Seit mehr als vier Jahren ist es mir eine Ehre für die SK Welcome Home – die Transgenderstiftung zu arbeiten. Ich habe davor sehr wenig über das Thema „trans“ gewusst. Gerade dieses „Nichtwissen“ ist es, was meine „Schreibe“ für diesen Blog prägt. Und das ist gut so.

Dieser Abstand macht mich unvoreingenommen und authentisch. Er ebnet uns den Weg zu Otto Normalverbraucher*in. Genau diesen Weg brauchen wir.
Natürlich bin ich wissbegierig und habe meinen Fokus voll auf das Thema „trans“ gerichtet. Ausstellungen, Kulturbeiträge, wissenschaftliche Abhandlungen, Zeitungsberichte,……ich lese ALLES, was ich kriegen kann, um in diesem Blog entsprechen aufklären zu können.

„Trans“ ist immer noch ein Tabuthema. Dieses Faktum hat fatale Auswirkungen für die betroffenen trans* Personen selbst aber auch für die ganze Gesellschaft. Immer noch zerbrechen Menschen an ihrem Nichtouting. Die Selbstmordrate ist hoch aber auch die Burnout Rate. Wollen wir länger zuschauen, wie Menschen, Familien und Karrieren an einer überkommenen Moralvorstellung zerbrechen.

Woran liegt es, dass „trans“ noch nicht in der Gesellschaft angekommen ist?

Darauf gibt es eine eindeutige Antwort: am Nichtwissen!

Würden Menschen wie du und ich mehr über die Hintergründe von „trans“ wissen, dann wären wir schon viel, viel weiter. Deshalb ist die Arbeit, die die SK Welcome Home – die Transgenderstiftung leistet goldrichtig. Sie klärt auf niederschwellige Art und Weise auf, sie bringt auf Veranstaltungen trans* Personen und andere Menschen zusammen, sie gibt Bücher heraus, die aufklären.

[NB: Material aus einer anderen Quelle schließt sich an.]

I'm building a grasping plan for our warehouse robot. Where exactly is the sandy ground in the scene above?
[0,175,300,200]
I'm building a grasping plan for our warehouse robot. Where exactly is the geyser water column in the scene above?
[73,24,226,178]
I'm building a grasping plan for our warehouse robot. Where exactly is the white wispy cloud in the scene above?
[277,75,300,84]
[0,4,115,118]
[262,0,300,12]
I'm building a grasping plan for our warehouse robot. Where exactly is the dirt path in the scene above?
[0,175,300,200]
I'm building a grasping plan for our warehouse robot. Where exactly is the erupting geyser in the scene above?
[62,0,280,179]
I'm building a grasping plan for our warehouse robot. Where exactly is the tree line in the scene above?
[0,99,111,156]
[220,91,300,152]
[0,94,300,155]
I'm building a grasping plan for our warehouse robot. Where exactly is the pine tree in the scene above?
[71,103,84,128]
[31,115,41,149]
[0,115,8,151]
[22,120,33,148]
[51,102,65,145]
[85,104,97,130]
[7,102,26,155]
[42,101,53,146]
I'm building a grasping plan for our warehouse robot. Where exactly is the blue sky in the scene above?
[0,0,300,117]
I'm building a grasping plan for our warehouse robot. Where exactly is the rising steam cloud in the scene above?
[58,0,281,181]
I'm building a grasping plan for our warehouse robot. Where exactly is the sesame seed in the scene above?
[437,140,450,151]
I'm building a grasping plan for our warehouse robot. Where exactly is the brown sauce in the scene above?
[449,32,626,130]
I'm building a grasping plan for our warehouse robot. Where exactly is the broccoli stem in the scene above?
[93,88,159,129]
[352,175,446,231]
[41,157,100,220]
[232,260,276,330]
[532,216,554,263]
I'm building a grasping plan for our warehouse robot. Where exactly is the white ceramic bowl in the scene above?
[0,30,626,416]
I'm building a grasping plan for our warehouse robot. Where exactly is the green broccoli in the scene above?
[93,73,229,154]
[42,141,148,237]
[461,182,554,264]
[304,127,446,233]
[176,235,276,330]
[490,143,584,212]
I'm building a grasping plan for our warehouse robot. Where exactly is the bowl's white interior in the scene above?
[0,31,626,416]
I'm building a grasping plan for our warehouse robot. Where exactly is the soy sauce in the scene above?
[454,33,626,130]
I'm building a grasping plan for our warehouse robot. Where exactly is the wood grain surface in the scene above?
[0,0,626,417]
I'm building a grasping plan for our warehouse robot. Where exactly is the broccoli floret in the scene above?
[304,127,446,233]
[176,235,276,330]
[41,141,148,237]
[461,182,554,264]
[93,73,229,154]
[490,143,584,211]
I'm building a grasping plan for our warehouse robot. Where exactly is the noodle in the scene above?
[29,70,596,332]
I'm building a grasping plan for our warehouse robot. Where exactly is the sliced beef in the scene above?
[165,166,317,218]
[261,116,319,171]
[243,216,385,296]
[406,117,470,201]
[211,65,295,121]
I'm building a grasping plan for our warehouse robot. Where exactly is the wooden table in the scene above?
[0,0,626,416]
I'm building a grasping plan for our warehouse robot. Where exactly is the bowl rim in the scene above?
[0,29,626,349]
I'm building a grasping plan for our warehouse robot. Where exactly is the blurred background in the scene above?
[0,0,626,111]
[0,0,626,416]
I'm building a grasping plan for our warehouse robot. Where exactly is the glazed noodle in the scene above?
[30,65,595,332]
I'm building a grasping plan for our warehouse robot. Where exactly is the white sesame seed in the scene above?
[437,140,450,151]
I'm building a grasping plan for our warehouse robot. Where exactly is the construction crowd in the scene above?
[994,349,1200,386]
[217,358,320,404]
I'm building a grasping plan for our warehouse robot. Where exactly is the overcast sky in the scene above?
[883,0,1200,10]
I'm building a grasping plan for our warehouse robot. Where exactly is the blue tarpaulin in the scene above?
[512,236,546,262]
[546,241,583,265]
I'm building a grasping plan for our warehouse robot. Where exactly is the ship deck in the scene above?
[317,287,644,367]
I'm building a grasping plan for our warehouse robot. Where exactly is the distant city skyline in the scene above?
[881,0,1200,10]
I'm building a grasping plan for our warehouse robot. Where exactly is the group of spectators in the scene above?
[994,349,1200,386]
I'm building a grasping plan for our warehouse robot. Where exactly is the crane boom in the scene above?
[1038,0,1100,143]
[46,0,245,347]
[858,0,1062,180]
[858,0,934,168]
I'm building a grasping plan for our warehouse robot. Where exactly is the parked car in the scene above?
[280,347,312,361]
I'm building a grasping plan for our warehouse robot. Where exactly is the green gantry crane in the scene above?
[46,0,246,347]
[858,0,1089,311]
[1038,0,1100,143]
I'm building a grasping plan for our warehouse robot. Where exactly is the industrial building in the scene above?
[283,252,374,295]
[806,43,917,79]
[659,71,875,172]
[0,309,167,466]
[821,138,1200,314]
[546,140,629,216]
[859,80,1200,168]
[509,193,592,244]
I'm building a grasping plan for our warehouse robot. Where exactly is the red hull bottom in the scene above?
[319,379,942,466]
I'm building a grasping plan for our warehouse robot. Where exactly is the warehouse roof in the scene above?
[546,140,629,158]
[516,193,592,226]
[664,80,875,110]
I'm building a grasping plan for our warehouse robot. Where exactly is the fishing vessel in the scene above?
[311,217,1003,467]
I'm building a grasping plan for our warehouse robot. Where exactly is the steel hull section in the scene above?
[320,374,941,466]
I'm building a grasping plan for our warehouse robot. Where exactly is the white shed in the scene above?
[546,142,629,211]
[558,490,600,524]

Oft wird uns vorgeworfen, dass wir zu wenig politisch seien. Da frage ich zurück: was ist politisch?

Wir, die Aktivist*innen von der Stiftung sind IMMER im Einsatz und zwar überall wo Menschen stehen, gehen und sich bewegen – also ÜBERALL.
Wir reden, wir legen den Finger in die Wunde – immer dann, wenn es nötig ist. Wir setzen uns persönlich ein, wenn wir transphobe Ausdrucksweisen hören.
Wir klären auf und reden über das Thema „trans“ nach dem sogenannten Normalitätsprinzip. Das ist ein Schlüsselwort in der Sozialpsychologie, ebenso wie das Wort niederschwellig.

Deshalb bin ich der Meinung, dass wir mit unserer Arbeitsweise hochpolitisch und hochwirksam agieren, auch wenn es vermeintlich nur im Schneckentempo vorangeht. ABER ES GEHT VORAN! Und das ist wichtig.

Ich jedenfalls habe nach wie vor große Freude an der Kommunikation über das Thema „trans“ und bin stolz darauf ein so wichtiges, wie gemiedenes Thema in der Gesellschaft zu etablieren – zum Wohle für alle.

Ich bedanke mich bei der Stiftung und dem Stiftungsteam für die gute Zusammenarbeit und freue mich auf viele weitere Jahre aktiver Arbeit für „trans“. Wir arbeiten so lange, bis „trans“ KEIN Thema mehr ist, sondern eine Facette der verschiedenen und selbstbestimmten Lebensentwürfe, die Menschen leben wollen, leben können, leben dürfen.